That being said, we live in an age where disruptive technologies are openly considered if not welcomed - and so they should, regardless of any threat it may pose to an established system.
"The rise of the insufferable crypto-bro has been at least equal to the intolerable crypto-snob, warning others away from something they don’t understand themselves.”
So yes, bitcoin is a big deal. In a short period of time it’s gone from niche internet forums to your uncle boasting about returns on his blockfolio price-tracking app. From less than $US1,000 in January 2017, it is now worth roughly $US13,000 after coming off a December high of $US20,000 on some exchanges – volatility is clearly part of the deal.
But beyond the hype, both cryptocurrencies and their underlying blockchain technology serve many purposes and can benefit both consumers and corporations alike. The attention on the former is mostly negative, while the latter is discussed half-heartedly and not as thoroughly as it deserves.
Indeed, the rise of the insufferable crypto-bro has been at least equal to the intolerable crypto-snob, warning others away from something they don’t understand themselves.
So why all the hate? The technology is new and it’s not perfect but surely it’s worth an attempt to build on it – even just to see where it takes us. Let’s work to see how it could be utilised to benefit our institutions, as opposed to outright dismissal because the majority don’t yet gasp the concept.
Shut up and take my money
First, some formalities. Bitcoin has its flaws. There, I said it again. Not the least of which is the fact it has become too slow and expensive to achieve its initial goal of becoming a widely used digital currency.

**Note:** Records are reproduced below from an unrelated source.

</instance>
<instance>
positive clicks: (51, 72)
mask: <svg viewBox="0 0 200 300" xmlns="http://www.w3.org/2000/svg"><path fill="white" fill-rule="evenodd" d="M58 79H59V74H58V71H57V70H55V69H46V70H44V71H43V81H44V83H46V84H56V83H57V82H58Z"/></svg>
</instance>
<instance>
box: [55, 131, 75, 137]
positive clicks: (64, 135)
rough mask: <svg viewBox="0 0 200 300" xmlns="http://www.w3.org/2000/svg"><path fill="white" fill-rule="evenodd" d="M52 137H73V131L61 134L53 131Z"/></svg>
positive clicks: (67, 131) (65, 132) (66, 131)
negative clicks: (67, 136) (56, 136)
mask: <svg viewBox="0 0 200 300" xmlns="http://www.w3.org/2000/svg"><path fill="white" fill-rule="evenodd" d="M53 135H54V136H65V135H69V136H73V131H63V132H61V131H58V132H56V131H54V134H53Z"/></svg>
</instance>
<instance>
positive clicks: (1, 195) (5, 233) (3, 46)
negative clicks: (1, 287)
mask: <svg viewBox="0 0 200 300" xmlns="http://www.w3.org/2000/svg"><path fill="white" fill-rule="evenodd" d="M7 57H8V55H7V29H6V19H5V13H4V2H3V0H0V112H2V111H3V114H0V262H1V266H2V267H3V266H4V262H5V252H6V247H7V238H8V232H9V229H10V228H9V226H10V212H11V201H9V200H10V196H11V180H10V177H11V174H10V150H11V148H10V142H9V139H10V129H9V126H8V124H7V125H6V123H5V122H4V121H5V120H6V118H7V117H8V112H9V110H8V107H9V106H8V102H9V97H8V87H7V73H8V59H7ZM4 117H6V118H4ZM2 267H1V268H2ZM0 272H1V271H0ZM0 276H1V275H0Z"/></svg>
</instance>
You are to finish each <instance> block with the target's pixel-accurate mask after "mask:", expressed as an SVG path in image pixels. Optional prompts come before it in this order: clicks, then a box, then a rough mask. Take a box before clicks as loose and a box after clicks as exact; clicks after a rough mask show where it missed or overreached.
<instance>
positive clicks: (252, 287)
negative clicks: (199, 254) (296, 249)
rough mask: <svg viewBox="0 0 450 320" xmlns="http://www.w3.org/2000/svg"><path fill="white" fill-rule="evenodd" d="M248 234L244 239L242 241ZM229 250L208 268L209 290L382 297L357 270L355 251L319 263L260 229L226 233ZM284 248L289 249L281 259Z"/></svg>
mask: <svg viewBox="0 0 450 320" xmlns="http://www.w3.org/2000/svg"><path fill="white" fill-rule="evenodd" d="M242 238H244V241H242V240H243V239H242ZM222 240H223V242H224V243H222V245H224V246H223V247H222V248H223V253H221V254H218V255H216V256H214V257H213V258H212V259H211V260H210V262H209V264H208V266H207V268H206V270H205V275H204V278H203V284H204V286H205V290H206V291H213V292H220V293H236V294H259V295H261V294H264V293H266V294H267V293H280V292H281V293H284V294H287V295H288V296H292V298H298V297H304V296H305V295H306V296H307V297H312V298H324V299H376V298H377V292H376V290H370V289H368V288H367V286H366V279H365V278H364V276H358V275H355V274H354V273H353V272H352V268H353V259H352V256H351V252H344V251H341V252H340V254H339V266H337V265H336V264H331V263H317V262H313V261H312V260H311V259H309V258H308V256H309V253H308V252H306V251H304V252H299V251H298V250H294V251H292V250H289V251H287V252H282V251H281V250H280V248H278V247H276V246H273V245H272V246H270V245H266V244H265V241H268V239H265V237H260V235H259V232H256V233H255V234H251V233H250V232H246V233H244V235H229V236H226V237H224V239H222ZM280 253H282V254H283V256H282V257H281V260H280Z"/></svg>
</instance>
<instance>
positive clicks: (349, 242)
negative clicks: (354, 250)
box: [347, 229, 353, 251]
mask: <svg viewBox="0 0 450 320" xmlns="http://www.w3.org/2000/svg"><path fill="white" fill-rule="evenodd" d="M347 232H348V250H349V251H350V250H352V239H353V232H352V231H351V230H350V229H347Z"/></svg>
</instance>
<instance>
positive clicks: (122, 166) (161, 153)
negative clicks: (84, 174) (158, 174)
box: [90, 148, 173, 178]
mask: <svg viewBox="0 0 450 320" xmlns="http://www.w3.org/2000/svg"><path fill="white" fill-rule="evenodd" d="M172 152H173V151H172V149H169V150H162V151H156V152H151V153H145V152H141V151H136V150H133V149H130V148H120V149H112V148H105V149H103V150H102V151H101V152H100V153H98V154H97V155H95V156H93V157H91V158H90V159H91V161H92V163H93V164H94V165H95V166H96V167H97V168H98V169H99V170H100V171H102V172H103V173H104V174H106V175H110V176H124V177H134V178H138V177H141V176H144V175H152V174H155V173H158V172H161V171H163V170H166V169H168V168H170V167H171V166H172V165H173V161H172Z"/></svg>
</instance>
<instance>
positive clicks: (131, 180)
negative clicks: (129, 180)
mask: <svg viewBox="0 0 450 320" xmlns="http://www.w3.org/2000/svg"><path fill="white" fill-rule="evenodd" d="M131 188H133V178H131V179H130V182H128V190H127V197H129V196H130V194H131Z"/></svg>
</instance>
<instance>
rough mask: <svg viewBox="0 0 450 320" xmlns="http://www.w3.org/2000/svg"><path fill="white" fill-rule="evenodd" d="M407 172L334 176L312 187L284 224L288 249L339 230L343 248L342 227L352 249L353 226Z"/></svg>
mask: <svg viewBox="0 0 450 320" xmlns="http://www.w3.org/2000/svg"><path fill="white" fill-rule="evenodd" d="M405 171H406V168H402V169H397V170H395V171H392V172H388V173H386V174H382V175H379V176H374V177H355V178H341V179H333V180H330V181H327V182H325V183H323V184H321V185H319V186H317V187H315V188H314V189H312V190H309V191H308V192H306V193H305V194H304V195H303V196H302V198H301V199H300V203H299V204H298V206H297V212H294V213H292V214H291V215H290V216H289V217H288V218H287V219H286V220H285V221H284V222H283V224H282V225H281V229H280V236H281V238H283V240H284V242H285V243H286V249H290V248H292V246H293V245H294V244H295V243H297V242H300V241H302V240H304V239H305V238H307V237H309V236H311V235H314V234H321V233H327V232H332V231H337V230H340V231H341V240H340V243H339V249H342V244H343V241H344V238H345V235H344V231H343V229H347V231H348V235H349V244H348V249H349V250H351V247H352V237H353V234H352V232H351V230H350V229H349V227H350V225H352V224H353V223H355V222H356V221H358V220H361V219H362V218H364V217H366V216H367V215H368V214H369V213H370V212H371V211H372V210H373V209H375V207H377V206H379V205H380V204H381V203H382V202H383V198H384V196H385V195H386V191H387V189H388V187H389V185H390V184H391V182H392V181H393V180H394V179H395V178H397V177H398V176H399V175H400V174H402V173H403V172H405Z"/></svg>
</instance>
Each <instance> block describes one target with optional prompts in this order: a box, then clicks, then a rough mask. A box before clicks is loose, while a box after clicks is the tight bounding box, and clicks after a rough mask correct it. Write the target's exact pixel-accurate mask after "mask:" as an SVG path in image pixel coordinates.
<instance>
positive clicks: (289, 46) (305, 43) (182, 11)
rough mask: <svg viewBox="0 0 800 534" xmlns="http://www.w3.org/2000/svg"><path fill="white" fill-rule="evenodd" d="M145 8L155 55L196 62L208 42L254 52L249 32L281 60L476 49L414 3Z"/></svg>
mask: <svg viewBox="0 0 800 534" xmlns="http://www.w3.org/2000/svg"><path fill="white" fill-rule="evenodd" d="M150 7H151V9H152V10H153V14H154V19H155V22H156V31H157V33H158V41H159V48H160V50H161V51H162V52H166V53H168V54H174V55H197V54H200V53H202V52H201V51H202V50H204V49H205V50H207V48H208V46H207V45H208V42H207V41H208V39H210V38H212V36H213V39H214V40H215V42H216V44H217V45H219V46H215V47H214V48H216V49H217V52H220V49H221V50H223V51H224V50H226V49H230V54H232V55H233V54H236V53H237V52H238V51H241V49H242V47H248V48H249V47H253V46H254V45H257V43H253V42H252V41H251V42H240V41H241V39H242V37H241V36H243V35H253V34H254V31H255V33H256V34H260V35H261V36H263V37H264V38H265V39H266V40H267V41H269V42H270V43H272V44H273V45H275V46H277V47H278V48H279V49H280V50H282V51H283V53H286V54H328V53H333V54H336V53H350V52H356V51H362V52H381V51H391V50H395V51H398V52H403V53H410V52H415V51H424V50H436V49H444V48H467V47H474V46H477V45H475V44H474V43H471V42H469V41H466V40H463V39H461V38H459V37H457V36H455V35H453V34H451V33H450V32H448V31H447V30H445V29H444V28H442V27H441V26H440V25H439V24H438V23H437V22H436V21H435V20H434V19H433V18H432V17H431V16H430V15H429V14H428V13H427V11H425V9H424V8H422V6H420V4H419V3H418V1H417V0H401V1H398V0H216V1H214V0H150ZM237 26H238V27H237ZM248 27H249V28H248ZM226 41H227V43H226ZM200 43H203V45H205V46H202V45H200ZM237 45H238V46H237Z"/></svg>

But in the process it has paved the way for other crypto-currencies which remove these very issues.
Trading bitcoin itself has struggles, with huge network congestion, high fees and slow transaction times. But other coins have already solved this problem - for example, NEO and RaiBlocks, both faster in comparison to bitcoin (and free to transfer to boot).
It’s no secret bitcoin uses a huge amount of energy in order to mine the currency. This method of validating the network is known as Proof of Work.
But an increasingly large number of cryptos are using a method called Proof of Stake which requires no mining power at all, relying on online nodes which validate the network instead.
Even ethereum, the second largest cryptocurrency (which some speculate could soon overtake bitcoin in marketcap) is moving towards a Proof of Stake methodology.